Former Israeli security chief: For Muslims, Temple Mount is merely ‘instrument’ for conflict

“I’m telling you that our working assumption must be that there are weapons on the Mount,” Dichter said.

By World Israel News Staff

“Do you know what the most frustrating thing about the Miss Universe pageant is? Coming in second,” Likud MK Avi Dichter tells Israel Hayom in an published on Friday.

“The Temple Mount is in second place after Mecca and Medina. No one really makes pilgrimages to the Temple Mount. There is no Hajj here. For them, the fact that Israel captured the Temple Mount is outstanding leverage, but their real goal is elsewhere – it’s conflict.

“The Temple Mount is just an instrument,” Dichter, the current chairman of Israel’s Foreign Affairs and Defense Committee and former head of the Shin Bet, Israel’s internal security agency, told the paper in an exclusive interview.

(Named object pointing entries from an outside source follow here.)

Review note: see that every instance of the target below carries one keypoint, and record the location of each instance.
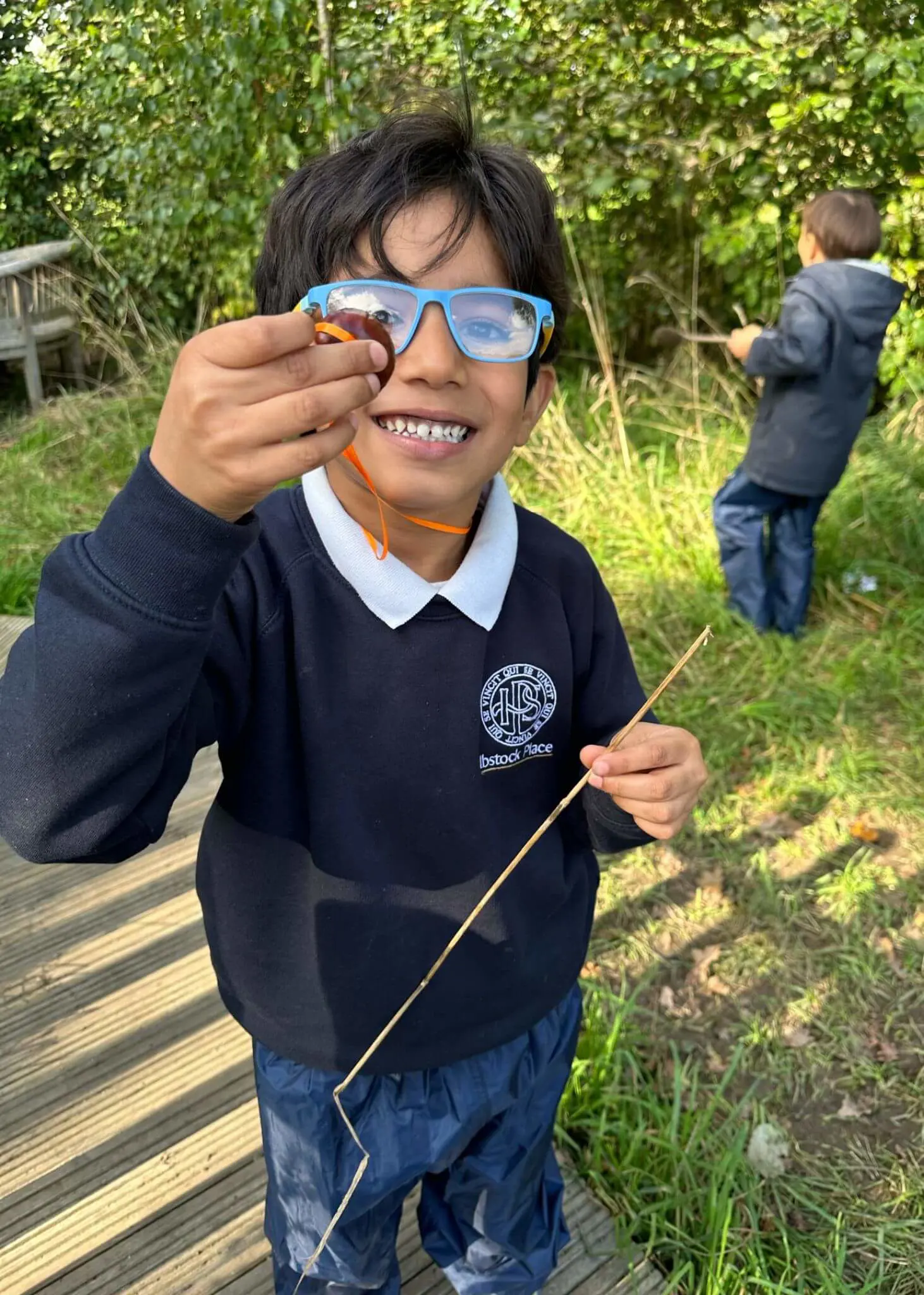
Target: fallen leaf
(853, 1109)
(666, 999)
(861, 830)
(703, 960)
(824, 759)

Dichter was the chief of the Shin Bet when then-Prime Minister Ariel Sharon visited the Temple Mount, which most now accept was the excuse for – but not the cause –  of the Second Intifada in 2000. The violence led to the death of 1,000 Israelis.

Dichter says “the working assumption must be that there are weapons stockpiles on the Mount, and anyone who doesn’t work off that assumption is missing an important part of his job.”

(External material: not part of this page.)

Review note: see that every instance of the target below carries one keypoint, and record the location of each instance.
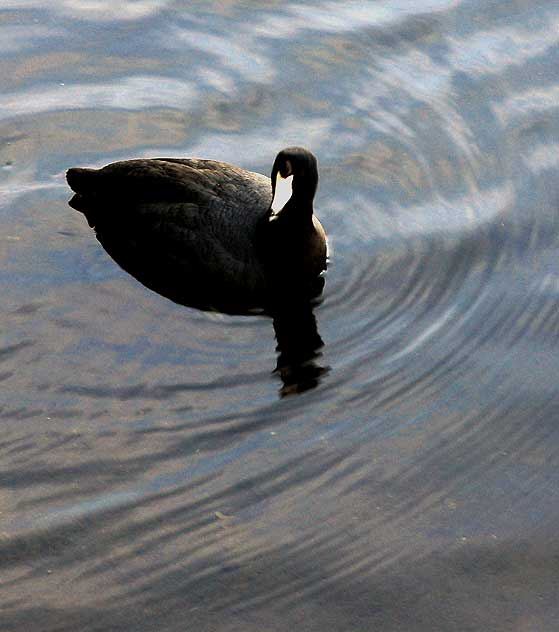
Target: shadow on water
(298, 342)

He says the number of visitors, which can reach hundreds of thousands per day, makes it impossible to prevent weapons from being smuggled in.

Metal detectors had been installed after a terrorist attack in July 2017 in which two Israeli policemen were murdered by three Israeli Arabs who ran out of the Temple Mount armed with improvised machine guns and a handgun. All the terrorists were eventually shot and killed.

The metal detectors that were subsequently installed caused an uproar among Arabs leading to their hasty removal. Dichter supports putting the metal detectors back, Israel Hayom reports.

“I know that eventually, there will be security checks at the entrances to the Temple Mount. I can’t tell you what they’ll look like, but there will have to be security checks because everyone understands the sensitivity of what would happen if, heaven forbid, there was another terrorist attack here,” he said.